We've been through the flat enamels, eggshells and now working back to the straight flat Premium Plus to see what if any burnishing occurs and how bad. 

More and more people are requesting flat lately which is odd after our long haul with eggshells. Last year I bought flat paint once.


----------



## DeanV (Apr 18, 2007)

This surface was a couple years old, but washed down after posters were removed this spring. Plenty of cure time, but could see everywhere they wiped the wall.


----------



## TJ Paint (Jun 18, 2009)

I did a repaint over behr flat and it was horrible. It was a flat so it coud be expected. I do know a aura or regal matte wouldnt behave like this.


----------



## jack pauhl (Nov 10, 2008)

DeanV said:


> This surface was a couple years old, but washed down after posters were removed this spring. Plenty of cure time, but could see everywhere they wiped the wall.


Thats odd for eggshell


----------



## jack pauhl (Nov 10, 2008)

TJ Paint said:


> I did a repaint over behr flat and it was horrible. It was a flat so it coud be expected. I do know a aura or regal matte wouldnt behave like this.

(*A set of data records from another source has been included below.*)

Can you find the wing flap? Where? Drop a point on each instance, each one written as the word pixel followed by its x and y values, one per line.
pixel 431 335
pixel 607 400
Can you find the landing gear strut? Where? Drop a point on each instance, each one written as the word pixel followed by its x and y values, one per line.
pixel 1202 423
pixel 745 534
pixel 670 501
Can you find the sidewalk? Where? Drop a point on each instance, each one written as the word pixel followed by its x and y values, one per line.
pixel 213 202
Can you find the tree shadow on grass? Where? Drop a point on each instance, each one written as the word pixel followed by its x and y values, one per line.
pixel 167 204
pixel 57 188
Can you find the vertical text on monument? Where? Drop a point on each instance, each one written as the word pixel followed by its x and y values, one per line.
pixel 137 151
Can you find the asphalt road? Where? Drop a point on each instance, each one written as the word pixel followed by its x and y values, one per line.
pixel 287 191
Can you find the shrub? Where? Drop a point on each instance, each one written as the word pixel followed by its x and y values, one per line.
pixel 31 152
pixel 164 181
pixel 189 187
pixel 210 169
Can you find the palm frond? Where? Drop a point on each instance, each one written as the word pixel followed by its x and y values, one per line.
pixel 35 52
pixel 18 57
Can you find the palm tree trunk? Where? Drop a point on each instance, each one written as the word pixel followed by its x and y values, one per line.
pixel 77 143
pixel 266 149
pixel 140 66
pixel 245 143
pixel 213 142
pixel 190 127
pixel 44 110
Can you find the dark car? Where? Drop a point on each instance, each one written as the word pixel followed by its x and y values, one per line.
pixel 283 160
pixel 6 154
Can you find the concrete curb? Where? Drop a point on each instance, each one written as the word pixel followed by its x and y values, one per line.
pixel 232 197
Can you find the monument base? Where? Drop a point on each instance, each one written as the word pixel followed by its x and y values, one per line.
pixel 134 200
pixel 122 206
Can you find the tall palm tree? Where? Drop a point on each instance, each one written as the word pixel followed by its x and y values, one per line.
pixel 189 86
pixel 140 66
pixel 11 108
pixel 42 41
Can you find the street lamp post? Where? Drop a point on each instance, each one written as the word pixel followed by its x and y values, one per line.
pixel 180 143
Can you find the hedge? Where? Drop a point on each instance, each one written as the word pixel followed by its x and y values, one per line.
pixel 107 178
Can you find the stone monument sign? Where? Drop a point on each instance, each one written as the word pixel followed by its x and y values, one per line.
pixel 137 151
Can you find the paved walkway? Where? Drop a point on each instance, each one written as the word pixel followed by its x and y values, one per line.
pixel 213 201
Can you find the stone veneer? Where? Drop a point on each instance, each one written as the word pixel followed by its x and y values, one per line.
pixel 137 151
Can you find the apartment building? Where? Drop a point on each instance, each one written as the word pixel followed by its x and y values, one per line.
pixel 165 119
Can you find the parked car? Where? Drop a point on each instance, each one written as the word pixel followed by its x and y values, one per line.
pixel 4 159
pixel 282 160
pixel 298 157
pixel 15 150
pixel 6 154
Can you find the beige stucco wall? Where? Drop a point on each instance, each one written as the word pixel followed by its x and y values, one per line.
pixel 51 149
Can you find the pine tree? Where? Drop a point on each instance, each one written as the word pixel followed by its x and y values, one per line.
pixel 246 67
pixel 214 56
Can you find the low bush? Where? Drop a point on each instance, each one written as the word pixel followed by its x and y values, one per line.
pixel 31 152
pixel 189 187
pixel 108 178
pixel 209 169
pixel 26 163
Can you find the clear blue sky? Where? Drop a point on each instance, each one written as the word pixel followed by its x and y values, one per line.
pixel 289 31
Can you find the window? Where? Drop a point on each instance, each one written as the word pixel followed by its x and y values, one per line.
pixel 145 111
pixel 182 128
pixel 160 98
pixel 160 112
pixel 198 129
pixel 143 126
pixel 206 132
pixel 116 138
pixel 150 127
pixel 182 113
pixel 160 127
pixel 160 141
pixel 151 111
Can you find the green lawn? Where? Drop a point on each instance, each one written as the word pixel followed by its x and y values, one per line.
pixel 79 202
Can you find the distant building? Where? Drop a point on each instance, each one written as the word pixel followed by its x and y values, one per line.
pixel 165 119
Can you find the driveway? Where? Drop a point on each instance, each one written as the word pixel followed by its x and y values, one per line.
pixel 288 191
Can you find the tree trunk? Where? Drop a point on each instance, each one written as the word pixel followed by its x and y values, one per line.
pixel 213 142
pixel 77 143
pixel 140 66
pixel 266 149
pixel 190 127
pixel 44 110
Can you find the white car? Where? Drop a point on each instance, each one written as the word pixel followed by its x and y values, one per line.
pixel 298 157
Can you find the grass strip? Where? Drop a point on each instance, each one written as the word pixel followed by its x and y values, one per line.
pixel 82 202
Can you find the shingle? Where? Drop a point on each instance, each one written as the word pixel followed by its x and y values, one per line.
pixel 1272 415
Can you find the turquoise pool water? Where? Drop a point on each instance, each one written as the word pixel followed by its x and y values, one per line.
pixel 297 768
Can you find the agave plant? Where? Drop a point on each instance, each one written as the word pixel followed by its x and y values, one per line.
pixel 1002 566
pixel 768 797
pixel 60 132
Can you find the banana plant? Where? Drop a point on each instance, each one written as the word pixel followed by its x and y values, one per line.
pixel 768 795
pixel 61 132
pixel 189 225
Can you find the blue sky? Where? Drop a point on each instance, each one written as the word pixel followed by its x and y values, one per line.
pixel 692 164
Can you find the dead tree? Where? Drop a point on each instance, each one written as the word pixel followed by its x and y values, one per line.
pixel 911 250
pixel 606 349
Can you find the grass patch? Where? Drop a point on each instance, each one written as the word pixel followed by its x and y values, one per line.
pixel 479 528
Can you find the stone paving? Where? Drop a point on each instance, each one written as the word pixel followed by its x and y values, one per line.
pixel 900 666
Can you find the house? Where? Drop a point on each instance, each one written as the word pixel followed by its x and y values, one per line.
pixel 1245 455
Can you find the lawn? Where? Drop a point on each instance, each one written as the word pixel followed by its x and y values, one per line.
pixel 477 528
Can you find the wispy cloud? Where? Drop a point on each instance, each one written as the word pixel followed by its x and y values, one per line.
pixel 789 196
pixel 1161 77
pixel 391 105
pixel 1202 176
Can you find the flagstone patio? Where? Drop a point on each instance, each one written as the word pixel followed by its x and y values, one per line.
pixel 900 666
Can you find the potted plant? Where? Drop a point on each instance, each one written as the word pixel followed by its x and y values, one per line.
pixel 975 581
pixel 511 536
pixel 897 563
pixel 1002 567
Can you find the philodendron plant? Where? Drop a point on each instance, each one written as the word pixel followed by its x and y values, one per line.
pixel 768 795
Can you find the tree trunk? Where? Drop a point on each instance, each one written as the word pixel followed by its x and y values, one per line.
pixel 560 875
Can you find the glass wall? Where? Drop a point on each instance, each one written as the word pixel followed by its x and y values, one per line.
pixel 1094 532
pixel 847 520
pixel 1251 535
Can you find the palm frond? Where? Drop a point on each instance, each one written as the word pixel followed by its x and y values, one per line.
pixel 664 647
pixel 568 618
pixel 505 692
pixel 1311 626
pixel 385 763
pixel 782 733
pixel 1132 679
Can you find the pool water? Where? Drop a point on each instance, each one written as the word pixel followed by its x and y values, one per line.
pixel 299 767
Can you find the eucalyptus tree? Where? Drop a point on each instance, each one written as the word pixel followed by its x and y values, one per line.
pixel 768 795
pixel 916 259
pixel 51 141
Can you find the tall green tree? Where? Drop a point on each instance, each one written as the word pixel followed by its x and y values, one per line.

That is what I am hoping won't occur with the new flat Premium Plus. I never used any BEHR Premium Plus ever until January this year after the new formulation came out. I hope its half decent for a flat, its a great price but if the 2nd coat drags over the 1st then that won't work for me. 

My mountain bike has a flat factory finish and when you touch it, it leaves a mark. Same with a matte finish on a motorcycle so might be a bit much to ask of a wall paint. We'll see.


----------



## Rcon (Nov 19, 2009)

jack pauhl said:


> My mountain bike has a flat factory finish and when you touch it, it leaves a mark.


Then why don't you paint it with some BEHR Ultra SG :jester:


----------



## StripandCaulk (Dec 30, 2011)

Rcon said:


> Then why don't you paint it with some BEHR Ultra SG :jester:


* dont forget to take the wet hide photos as well, the dry hide wont look as good


----------